- Coordinates: 58°28′45″N 22°10′30″E﻿ / ﻿58.47917°N 22.17500°E
- Basin countries: Estonia
- Surface area: 6.0 hectares (15 acres)
- Shore length^{1}: 1,630 meters (5,350 ft)
- Surface elevation: 4.5 meters (15 ft)

= Kivijärv (Rahtla) =

Lake in Estonia

Kivijärv (also Rahtla Kivijärv or Pisike Kaanda järv) is a lake in Estonia. It is located in the village of Rahtla in Saaremaa Parish, Saare County. It is a public lake.

==Physical description==
The lake has an area of 6.0 ha. It is 350 m long, and its shoreline measures 1630 m. The lake is part of an area traditionally known as the "land of nine lakes" (üheksa järve maa); Kivijärv is the fourth in the series of lakes counting inland from the sea.

==Names==
The name Kivijärv (lit. 'rock lake') is a common designation for lakes in Estonia (compare also the similar Finnish hydronym Kivijärvi). The variant name Rahtla Kivijärv disinguishes the lake from other Estonian lakes named Kivijärv. The alternate name Pisike Kaanda järv 'Tiny Lake Kaanda' shows a triple semantic contrast with Lake Kooru (Kooru järv, alternately known as Big Lake Kaanda, Suur Kaanda järv), Lake Kaanda (Kaanda järv), and Little Lake Kaanda (Väike-Kaanda järv).

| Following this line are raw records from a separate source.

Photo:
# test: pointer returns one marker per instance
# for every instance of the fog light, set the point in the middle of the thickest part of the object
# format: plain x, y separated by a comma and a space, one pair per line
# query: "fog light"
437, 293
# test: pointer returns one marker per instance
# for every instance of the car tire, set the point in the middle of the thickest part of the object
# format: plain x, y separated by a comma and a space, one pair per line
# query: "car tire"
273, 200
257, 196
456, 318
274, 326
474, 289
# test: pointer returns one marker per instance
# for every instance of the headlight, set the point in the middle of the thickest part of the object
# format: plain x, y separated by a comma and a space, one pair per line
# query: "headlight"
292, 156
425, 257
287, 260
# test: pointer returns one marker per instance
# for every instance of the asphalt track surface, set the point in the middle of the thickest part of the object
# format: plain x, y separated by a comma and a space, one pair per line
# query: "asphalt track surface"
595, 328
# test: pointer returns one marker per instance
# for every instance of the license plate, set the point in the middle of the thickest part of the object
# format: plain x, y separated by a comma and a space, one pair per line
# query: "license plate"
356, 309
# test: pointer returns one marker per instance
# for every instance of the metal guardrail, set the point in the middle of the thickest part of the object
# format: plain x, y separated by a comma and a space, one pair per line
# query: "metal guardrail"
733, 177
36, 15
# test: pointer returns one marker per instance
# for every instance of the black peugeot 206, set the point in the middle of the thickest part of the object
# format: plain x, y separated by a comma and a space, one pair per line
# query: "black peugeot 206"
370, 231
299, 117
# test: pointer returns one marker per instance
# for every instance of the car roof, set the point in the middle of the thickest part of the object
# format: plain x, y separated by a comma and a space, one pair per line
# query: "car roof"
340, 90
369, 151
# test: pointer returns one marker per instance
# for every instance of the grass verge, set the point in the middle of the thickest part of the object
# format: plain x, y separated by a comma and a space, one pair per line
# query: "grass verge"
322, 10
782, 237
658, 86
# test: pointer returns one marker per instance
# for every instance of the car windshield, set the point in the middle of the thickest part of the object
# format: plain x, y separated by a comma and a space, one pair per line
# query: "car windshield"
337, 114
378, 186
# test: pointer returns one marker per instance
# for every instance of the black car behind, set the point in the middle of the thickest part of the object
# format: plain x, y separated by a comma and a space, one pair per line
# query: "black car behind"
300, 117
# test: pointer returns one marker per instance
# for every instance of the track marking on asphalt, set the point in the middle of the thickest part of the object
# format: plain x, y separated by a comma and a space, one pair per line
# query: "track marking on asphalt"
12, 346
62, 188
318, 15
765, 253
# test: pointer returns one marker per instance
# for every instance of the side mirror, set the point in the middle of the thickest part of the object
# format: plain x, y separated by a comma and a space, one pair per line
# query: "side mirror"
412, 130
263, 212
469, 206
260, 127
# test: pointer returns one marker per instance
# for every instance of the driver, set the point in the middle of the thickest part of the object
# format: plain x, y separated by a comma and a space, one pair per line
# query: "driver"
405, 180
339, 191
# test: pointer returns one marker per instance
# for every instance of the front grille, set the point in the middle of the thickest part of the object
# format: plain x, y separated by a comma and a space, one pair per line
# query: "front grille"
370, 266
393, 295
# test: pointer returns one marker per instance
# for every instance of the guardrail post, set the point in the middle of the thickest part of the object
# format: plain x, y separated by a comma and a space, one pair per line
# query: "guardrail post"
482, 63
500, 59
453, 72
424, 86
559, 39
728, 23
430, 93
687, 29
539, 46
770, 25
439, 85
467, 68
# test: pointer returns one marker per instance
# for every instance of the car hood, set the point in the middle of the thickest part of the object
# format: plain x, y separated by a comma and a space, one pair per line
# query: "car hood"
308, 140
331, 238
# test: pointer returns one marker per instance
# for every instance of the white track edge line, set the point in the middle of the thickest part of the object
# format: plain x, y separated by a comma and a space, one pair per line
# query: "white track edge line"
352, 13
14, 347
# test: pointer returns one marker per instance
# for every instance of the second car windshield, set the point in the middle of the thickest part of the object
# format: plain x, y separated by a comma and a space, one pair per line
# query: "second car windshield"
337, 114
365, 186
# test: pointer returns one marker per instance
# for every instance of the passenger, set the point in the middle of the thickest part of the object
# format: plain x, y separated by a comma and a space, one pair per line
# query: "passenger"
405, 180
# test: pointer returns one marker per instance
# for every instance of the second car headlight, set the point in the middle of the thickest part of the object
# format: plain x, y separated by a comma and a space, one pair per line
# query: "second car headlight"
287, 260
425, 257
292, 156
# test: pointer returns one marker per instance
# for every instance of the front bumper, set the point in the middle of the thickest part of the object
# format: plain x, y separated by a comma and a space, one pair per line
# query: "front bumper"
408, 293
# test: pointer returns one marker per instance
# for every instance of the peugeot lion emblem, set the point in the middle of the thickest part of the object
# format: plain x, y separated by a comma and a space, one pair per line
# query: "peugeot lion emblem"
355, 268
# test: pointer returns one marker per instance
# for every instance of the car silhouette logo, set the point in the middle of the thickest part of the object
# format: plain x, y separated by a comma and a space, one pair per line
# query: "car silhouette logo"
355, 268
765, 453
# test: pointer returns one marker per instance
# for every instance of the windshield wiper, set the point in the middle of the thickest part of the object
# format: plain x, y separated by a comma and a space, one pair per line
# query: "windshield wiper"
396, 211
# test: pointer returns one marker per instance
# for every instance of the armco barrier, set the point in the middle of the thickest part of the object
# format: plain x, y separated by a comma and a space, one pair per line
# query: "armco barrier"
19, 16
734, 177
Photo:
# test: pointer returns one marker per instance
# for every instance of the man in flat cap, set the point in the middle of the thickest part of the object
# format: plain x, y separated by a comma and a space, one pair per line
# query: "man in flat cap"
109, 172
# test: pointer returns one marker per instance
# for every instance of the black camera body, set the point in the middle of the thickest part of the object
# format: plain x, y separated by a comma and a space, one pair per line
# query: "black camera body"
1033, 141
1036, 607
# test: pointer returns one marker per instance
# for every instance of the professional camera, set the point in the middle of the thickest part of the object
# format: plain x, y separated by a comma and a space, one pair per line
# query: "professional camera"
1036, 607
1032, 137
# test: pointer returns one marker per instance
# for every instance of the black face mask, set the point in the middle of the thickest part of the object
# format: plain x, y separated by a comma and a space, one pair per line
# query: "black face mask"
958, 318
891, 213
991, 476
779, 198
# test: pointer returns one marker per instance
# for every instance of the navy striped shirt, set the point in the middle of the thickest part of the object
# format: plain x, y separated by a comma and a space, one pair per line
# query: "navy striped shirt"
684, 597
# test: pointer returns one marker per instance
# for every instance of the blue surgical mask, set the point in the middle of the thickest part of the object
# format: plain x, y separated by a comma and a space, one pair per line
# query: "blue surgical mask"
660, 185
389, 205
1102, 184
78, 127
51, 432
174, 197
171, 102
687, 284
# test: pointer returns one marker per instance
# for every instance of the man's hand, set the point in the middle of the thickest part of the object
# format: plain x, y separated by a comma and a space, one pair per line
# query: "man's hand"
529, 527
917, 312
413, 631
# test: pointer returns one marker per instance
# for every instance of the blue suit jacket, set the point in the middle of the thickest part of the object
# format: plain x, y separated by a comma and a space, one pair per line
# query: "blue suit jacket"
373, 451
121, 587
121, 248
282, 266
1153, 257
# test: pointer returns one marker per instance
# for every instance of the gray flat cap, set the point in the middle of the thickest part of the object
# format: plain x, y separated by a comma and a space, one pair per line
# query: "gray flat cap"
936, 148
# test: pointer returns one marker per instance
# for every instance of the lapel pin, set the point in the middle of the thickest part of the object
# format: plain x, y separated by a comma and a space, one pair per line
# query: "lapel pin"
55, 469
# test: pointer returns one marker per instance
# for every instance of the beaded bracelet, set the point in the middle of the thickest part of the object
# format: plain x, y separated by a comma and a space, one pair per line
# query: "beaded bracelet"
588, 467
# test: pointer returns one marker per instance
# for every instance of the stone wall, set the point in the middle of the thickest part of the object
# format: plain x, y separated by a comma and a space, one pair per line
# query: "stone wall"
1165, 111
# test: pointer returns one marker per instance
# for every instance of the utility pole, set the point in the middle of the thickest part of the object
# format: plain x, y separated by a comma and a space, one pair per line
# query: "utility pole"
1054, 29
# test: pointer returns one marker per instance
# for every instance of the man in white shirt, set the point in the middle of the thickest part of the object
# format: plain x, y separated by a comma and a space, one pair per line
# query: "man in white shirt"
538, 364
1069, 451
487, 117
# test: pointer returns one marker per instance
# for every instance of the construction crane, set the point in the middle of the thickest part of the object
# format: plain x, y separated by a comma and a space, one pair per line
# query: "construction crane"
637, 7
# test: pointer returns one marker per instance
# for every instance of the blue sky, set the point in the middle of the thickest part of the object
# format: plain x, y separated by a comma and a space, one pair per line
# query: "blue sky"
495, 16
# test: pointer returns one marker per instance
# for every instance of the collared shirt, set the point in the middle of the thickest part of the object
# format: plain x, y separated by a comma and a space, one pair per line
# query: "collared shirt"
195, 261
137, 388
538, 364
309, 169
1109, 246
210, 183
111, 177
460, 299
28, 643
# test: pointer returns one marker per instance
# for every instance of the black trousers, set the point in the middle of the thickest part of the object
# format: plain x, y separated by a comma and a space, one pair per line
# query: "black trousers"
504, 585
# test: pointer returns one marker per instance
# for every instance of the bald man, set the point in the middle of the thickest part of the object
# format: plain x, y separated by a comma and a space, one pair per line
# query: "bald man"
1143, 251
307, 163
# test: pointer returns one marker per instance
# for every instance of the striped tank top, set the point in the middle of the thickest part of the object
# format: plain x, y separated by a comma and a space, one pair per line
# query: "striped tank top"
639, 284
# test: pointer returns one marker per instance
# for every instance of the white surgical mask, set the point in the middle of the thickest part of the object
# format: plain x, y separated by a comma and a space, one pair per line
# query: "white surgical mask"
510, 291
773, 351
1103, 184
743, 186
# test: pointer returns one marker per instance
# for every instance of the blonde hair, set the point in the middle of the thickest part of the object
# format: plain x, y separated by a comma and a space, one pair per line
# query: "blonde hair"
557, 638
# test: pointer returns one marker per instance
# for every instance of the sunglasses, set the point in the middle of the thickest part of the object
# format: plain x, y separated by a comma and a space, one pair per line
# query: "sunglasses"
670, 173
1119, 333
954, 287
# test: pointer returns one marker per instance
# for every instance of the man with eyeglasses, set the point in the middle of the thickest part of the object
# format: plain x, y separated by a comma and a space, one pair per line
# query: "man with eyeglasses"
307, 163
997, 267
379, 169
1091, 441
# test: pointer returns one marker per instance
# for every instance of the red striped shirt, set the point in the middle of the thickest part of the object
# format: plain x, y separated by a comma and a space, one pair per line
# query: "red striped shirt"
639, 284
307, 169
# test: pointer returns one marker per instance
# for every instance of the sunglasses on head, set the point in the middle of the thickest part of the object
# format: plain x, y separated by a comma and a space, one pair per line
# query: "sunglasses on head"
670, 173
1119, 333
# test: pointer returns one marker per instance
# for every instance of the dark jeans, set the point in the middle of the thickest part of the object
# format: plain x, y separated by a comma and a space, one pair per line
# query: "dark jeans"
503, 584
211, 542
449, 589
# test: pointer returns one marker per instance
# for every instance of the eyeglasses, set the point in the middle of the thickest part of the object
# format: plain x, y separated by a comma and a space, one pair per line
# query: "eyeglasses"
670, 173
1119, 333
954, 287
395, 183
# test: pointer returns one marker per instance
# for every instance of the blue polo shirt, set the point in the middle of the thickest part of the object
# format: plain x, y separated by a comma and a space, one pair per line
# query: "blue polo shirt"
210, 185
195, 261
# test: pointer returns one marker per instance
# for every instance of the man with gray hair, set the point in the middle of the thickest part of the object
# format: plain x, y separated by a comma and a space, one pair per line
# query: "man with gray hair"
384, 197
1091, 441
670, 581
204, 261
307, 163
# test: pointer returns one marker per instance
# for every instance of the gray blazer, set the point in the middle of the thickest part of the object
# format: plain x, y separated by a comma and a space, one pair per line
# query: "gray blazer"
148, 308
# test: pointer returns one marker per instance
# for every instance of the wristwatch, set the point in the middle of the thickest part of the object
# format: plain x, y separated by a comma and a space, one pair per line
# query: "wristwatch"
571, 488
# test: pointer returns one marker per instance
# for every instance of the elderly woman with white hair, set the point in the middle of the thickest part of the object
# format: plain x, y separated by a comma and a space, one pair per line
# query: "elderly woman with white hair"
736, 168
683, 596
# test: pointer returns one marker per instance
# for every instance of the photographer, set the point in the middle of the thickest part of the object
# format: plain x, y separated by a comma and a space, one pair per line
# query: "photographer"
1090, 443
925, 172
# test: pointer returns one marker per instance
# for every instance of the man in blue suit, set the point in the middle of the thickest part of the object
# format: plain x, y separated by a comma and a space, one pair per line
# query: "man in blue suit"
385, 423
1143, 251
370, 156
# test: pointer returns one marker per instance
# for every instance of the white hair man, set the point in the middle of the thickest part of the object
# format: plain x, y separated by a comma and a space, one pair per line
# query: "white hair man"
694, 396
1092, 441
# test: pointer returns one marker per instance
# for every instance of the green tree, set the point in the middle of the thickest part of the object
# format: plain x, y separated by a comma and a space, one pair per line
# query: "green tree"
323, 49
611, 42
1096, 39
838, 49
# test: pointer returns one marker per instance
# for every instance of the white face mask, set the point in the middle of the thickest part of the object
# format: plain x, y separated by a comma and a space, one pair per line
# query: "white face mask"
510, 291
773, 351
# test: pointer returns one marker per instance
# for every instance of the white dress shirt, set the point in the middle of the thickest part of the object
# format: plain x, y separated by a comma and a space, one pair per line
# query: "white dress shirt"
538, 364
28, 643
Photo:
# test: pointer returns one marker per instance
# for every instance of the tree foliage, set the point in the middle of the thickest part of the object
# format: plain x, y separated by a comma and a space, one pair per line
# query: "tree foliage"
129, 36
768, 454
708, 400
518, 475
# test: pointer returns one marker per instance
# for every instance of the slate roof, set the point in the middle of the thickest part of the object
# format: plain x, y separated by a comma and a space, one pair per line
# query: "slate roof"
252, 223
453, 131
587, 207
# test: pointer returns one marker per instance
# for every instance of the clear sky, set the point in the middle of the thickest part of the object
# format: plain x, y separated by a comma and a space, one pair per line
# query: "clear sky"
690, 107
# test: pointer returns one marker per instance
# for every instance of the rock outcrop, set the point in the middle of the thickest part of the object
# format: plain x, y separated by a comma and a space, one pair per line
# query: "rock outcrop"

The name Kaanda for these four lakes is also shared by the Kaanda River (Kaanda jõgi), which drains Lake Kooru through an artificial channel dug in 1938, and Kaanda Beach (Kaanda rand), where the chain of lakes finally drains into the sea. The various geographical features are named after the Kaanda farm, which is located in neighboring Merise.